1) Overlapping peaks of both datasets.

2) Overlaps of from unique ( n=1) to n= 13 for tumour or 7 for normal overlaps.

3) Bedtools multi inter does this pretty good. However, I realised that it creates false negative overlaps. (2bp region of overlap which makes no sense).

4) With bedtools intersectbed; I have to make combinations of all of the samples which makes enormous amount combination that confuses me a lot.

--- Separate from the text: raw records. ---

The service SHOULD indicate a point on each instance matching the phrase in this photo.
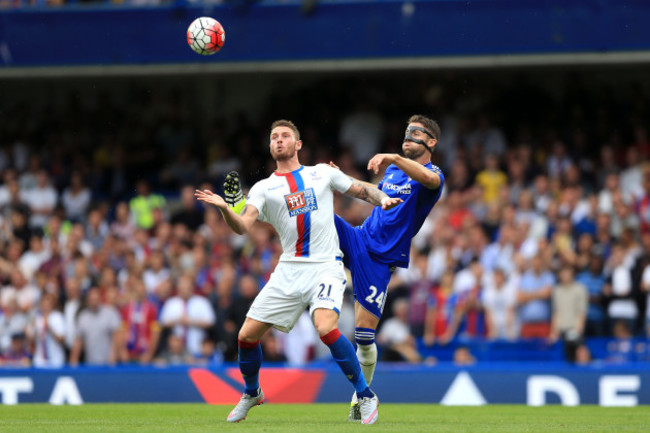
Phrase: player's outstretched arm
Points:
(372, 195)
(413, 169)
(240, 224)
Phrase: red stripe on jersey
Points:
(300, 222)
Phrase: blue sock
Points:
(345, 356)
(250, 361)
(364, 336)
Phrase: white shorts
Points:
(295, 286)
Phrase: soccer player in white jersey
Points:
(298, 202)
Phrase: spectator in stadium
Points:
(570, 300)
(71, 309)
(12, 321)
(442, 303)
(499, 301)
(141, 330)
(98, 328)
(420, 288)
(188, 214)
(25, 294)
(535, 288)
(592, 278)
(123, 225)
(395, 336)
(156, 274)
(187, 315)
(41, 199)
(491, 179)
(645, 290)
(96, 229)
(35, 256)
(619, 291)
(583, 355)
(47, 331)
(76, 198)
(142, 206)
(463, 357)
(17, 354)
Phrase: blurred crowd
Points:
(543, 230)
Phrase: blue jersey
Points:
(388, 234)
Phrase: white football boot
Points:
(368, 409)
(355, 413)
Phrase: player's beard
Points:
(414, 151)
(287, 153)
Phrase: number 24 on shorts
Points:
(378, 299)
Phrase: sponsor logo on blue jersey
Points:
(399, 189)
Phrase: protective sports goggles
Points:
(409, 137)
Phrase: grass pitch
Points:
(316, 418)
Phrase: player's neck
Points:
(288, 166)
(423, 159)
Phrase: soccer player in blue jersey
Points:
(383, 241)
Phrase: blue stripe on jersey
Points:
(306, 236)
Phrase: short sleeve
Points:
(436, 170)
(256, 198)
(339, 181)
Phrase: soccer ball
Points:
(206, 36)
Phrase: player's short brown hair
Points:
(428, 123)
(289, 124)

Can somebody help me out who has done it before? It should not be that hard?

Thank you very much

Tunc

ChIP-Seq bedtools bedmap bedops • 3.6k views
0
Entering edit mode

"2bp region of overlap which makes no sense" --> why does it make no sense? 1bp overlap is still an overlap if you do not set a minimum number of bp

0
Entering edit mode

Tool:    bedtools multiinter (aka multiIntersectBed)

Version: v2.24.0

Summary: Identifies common intervals among multiple

BED/GFF/VCF files.

Usage:   bedtools multiinter [OPTIONS] -i FILE1 FILE2 .. FILEn

Requires that each interval file is sorted by chrom/start.

Options:

-cluster    Invoke Ryan Layers's clustering algorithm.

(chrom/start/end + names of each file).

-names        A list of names (one/file) to describe each file in -i.

These names will be printed in the header line.

-g        Use genome file to calculate empty regions.

- STRING.

-empty        Report empty regions (i.e., start/end intervals w/o

values in all files).

- Requires the '-g FILE' parameter.

-filler TEXT    Use TEXT when representing intervals having no value.

- Default is '0', but you can use 'N/A' or any text.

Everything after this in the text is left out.